10     military academies, when teaching it.  So why it says "civilian"?

11     Because that was taken over from International Law, word for word.

12        Q.   And so is it your testimony, then --

13             JUDGE PRANDLER:  Sorry to interrupt you, Ms. West.  Actually, I

14     believe the major issue is here that we should make a distinction between

15     two kinds of civilians, if I may say so.  The issue is that according to

16     the laws in force in the former Federal Republic of Yugoslavia, of course

17     they have spoken about a situation when there was a invasion, or

18     aggression, or whatever you would like to call it, against Yugoslavia,

19     and then of course the rules of the International Law should have been

20     applied.  And that is why if you have a look at this collection of

21     regulations and if you have a look at page 74, you will find Chapter 9,

22     entitled "Civilians, Enemy Nationals, Nationals of Neutral States,

23     Stateless Persons, and Refugees," at page 74.  And, of course, in those

24     paragraphs, like 253, 254, et cetera, these rules in a way forbid any

25     mistreatment of the civilians, because they say, like in paragraph 253,

Page 46324

 1     and I quote:

 2             "When, in the hands of a party to a conflict, civilians shall

 3     have the right to respect of their person, honour family rights,

 4     convictions and customs," et cetera.

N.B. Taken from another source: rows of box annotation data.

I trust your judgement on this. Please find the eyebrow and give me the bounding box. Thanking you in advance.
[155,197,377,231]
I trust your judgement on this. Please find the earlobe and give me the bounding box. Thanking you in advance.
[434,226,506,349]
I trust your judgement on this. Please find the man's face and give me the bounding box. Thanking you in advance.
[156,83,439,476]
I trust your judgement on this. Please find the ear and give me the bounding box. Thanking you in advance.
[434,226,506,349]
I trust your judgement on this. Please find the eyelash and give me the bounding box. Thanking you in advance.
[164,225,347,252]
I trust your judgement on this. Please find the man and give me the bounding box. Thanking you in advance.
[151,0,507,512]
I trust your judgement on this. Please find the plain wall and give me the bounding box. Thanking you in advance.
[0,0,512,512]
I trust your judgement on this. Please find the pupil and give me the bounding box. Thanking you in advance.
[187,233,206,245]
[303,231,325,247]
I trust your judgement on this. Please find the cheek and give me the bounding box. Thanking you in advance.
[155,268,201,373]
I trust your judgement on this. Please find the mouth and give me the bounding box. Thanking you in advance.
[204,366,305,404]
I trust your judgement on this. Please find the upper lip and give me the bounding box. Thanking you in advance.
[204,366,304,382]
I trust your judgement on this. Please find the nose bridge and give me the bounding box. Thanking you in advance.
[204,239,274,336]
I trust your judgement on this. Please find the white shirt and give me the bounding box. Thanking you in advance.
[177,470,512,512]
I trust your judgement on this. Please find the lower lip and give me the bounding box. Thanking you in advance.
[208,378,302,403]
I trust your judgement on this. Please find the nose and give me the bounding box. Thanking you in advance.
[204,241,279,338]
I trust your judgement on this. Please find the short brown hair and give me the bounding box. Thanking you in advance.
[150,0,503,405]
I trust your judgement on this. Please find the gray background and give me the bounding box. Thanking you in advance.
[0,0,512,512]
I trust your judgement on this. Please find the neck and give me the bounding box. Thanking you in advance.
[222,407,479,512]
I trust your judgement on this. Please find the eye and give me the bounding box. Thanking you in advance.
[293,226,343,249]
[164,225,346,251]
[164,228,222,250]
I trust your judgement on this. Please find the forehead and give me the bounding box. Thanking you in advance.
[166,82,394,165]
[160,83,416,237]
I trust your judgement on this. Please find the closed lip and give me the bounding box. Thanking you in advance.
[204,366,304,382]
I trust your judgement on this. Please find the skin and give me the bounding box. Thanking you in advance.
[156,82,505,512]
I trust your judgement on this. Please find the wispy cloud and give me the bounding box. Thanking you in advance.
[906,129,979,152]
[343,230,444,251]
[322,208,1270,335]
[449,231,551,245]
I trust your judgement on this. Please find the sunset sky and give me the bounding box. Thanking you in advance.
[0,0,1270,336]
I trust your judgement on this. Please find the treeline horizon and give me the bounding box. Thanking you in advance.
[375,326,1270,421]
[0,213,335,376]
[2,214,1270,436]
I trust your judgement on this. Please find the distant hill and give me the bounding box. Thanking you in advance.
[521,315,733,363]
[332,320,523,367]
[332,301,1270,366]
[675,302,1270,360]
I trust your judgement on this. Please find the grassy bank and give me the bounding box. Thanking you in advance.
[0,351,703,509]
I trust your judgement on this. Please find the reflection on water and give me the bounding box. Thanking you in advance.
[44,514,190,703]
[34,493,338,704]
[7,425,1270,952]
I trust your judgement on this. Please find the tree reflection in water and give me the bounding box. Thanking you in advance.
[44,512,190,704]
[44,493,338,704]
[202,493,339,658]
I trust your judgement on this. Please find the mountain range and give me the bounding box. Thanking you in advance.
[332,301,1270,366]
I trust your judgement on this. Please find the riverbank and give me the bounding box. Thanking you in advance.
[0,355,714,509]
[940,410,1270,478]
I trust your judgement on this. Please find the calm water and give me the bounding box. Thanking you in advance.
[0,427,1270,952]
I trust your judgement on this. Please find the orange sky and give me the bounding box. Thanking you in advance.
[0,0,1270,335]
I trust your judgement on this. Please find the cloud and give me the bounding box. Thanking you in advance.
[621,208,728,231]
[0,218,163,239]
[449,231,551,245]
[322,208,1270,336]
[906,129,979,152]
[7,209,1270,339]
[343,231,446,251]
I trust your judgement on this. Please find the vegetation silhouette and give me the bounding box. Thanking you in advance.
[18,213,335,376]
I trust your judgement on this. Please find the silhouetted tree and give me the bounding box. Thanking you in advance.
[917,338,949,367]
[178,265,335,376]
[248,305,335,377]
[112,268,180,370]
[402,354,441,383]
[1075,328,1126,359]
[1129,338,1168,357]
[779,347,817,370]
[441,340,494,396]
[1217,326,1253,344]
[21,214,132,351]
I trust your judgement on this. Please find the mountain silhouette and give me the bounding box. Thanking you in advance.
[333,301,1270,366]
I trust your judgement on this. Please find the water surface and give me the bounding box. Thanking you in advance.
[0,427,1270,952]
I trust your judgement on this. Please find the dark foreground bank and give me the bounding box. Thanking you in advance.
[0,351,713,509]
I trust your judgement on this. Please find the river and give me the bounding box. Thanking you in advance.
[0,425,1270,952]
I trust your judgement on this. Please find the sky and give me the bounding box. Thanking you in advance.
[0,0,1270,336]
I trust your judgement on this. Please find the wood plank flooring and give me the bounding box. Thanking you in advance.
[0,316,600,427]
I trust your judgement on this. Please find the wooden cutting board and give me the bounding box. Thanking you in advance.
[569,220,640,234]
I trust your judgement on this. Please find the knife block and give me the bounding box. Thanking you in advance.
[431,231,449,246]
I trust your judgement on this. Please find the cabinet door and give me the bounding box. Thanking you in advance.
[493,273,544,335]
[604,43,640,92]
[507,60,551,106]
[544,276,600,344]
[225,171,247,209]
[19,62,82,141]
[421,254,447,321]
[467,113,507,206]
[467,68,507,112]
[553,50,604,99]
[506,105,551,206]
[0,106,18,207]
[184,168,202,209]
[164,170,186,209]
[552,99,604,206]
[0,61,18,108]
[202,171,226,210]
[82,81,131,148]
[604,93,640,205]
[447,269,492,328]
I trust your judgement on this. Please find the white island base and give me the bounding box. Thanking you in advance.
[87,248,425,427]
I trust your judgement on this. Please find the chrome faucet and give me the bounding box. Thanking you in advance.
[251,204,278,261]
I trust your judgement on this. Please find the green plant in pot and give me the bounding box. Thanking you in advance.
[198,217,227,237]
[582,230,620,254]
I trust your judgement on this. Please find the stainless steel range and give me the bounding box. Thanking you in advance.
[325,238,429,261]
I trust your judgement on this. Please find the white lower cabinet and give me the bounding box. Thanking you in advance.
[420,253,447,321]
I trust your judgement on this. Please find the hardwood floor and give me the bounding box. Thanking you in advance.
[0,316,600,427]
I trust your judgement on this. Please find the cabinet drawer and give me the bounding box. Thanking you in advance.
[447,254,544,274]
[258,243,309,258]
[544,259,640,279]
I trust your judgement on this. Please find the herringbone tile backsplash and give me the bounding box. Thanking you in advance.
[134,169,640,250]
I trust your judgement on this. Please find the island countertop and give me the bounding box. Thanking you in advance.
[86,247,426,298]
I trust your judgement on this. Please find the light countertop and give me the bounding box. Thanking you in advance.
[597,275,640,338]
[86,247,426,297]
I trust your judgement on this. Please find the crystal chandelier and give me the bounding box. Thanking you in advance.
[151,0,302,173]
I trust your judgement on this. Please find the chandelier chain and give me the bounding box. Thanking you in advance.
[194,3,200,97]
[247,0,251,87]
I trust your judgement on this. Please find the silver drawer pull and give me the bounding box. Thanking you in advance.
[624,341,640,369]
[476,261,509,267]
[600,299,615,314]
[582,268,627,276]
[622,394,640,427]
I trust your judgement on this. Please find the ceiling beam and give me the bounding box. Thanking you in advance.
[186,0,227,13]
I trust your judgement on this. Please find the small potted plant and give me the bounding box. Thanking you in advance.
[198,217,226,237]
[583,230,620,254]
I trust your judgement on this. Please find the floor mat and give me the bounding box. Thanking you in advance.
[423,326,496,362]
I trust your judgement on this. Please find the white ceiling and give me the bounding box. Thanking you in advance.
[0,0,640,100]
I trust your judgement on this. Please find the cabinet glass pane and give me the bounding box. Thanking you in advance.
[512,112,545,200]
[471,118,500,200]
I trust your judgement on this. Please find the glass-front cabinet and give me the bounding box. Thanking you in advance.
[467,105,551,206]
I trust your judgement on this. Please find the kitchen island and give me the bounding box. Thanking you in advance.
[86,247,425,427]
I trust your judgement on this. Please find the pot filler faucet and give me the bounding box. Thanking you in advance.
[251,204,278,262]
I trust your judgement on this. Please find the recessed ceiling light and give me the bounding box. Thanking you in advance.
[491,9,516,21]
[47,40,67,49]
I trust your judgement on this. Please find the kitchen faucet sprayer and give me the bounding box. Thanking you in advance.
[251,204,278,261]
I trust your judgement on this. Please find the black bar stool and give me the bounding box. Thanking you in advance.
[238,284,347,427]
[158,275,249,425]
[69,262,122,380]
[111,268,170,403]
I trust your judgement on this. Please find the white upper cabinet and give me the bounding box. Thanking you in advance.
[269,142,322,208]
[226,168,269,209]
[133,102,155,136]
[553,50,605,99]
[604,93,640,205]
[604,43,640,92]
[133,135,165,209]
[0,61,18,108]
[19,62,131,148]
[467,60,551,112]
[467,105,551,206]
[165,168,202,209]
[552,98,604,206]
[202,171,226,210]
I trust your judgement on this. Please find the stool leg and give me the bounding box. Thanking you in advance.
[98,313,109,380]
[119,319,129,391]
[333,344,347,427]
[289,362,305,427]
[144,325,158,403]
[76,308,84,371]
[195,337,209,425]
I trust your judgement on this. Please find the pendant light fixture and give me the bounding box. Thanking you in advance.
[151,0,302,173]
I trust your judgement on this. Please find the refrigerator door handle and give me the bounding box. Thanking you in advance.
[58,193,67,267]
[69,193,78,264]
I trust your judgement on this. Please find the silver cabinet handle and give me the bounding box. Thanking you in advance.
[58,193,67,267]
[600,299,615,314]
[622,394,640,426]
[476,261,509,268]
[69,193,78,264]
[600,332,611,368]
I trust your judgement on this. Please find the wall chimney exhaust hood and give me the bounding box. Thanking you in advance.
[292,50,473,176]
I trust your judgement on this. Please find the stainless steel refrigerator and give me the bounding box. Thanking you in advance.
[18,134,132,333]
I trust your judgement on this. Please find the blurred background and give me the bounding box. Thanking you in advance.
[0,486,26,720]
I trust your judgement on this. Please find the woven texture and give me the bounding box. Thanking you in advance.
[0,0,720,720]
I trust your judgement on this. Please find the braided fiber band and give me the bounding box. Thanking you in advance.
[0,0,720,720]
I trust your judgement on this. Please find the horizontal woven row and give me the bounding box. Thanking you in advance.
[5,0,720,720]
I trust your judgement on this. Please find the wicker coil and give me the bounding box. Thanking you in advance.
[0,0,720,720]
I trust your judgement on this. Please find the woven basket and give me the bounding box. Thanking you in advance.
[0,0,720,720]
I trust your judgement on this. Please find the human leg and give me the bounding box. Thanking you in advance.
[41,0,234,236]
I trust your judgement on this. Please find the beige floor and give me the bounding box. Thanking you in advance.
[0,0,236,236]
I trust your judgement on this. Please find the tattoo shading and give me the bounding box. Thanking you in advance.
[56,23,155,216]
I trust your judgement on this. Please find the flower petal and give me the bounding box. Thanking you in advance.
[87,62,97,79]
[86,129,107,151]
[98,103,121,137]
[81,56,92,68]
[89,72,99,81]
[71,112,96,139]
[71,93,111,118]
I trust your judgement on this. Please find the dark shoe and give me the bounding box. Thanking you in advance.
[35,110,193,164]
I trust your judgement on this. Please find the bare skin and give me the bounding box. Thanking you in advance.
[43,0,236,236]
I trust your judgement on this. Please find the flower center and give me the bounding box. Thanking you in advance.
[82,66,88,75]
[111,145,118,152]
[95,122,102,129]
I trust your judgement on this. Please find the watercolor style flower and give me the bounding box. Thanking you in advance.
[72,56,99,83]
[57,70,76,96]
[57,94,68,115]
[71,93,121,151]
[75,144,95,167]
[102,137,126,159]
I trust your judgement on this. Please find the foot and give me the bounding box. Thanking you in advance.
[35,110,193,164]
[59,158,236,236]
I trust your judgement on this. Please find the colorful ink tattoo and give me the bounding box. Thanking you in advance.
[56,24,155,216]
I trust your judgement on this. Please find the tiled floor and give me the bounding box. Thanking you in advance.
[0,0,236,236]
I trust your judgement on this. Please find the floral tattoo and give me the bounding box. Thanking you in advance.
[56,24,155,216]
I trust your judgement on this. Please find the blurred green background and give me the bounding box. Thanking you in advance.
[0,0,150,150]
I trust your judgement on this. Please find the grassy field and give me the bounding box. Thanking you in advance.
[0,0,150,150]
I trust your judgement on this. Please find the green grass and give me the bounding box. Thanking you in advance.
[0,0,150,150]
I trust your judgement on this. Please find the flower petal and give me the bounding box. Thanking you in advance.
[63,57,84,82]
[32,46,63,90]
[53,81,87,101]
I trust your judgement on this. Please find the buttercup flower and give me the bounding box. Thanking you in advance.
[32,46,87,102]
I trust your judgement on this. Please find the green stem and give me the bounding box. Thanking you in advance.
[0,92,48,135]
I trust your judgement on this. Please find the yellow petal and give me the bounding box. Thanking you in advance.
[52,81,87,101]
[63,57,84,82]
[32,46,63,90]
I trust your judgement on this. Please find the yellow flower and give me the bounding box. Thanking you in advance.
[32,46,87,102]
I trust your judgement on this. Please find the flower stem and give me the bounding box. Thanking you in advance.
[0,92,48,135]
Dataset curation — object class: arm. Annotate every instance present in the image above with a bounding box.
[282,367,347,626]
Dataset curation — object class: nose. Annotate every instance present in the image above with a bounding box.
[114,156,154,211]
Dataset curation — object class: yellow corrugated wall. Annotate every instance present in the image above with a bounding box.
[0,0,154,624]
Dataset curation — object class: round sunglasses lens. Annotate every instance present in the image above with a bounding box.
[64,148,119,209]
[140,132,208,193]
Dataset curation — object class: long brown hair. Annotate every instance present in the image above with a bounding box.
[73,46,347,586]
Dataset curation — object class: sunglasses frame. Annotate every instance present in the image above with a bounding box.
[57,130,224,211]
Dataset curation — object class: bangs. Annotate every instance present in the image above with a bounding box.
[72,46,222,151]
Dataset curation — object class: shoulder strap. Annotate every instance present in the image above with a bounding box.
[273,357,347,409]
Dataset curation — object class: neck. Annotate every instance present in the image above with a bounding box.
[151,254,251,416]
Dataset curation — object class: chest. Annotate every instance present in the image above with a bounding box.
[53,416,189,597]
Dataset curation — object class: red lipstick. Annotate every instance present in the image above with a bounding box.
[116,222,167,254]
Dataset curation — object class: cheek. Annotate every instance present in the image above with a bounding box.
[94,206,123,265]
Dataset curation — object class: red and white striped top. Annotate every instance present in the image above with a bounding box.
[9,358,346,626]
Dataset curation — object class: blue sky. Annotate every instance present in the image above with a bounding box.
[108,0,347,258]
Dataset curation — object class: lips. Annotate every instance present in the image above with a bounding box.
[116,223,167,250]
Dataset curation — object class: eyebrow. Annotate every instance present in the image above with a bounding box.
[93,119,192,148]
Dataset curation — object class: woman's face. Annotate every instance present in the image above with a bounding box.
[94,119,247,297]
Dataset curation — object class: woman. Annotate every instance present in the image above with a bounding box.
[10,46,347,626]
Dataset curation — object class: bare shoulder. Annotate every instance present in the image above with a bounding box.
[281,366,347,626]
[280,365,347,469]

 5             And it continues that:

 6             "Women shall be especially protected against any attack on their

 7     honour, and especially against rape, forced prostitution, and such-like."

 8             Now, my point is and what I'm getting at, the following:  That

 9     there should be a distinction under the rules which are within the

10     All-People's Defence, which was the internal law of Yugoslavia, and of

11     course within that framework the civilians were regarded as possible

12     contributors to the All-People's Defence.  But, frankly, the whole

13     situation was in a way envisaged that there would have been a foreign

14     aggression against Yugoslavia, and I believe that it is the major point

15     which probably some of us would lose of sight sometimes.

16             And it is another question that under the law of the land, that

17     is, in this case, the laws which have been promulgated already during the

18     existence of the Federal Republic of Yugoslavia, but on the other hand

19     they were also confirmed by the individual republics which have come into

20     being, then, of course, frankly, there had been a kind of contradiction

21     between the applications of the generally-recognised rules of

22     International Humanitarian Law and that of the rules which had to be

23     applied or had been applied in the former Yugoslavia.

24             It is -- I would like to ask Mr. Gorjanc if my approach

25     yesterday -- I believe that it is now -- I have to finish because we are

Page 46325

 1     at the end of the sitting, but then this issue could be continued.  Thank

 2     you.

 3             JUDGE ANTONETTI: [Interpretation] Yes.  Unfortunately, we don't

 4     have all the time we need, so Monday Judge Prandler will ask his question

 5     again.  He described this text, this article, and since we're going to

 6     have another hearing in another case now, we have to stop now.

 7             We will meet on Monday at a quarter past 2.00.

 8                           [French interpretation on English channel]

 9                           [The witness stands down]

10                           --- Whereupon the hearing adjourned at 1.47 p.m.,

11                           to be reconvened on Monday, the 2nd day of

12                           November, 2009, at 2.15 p.m.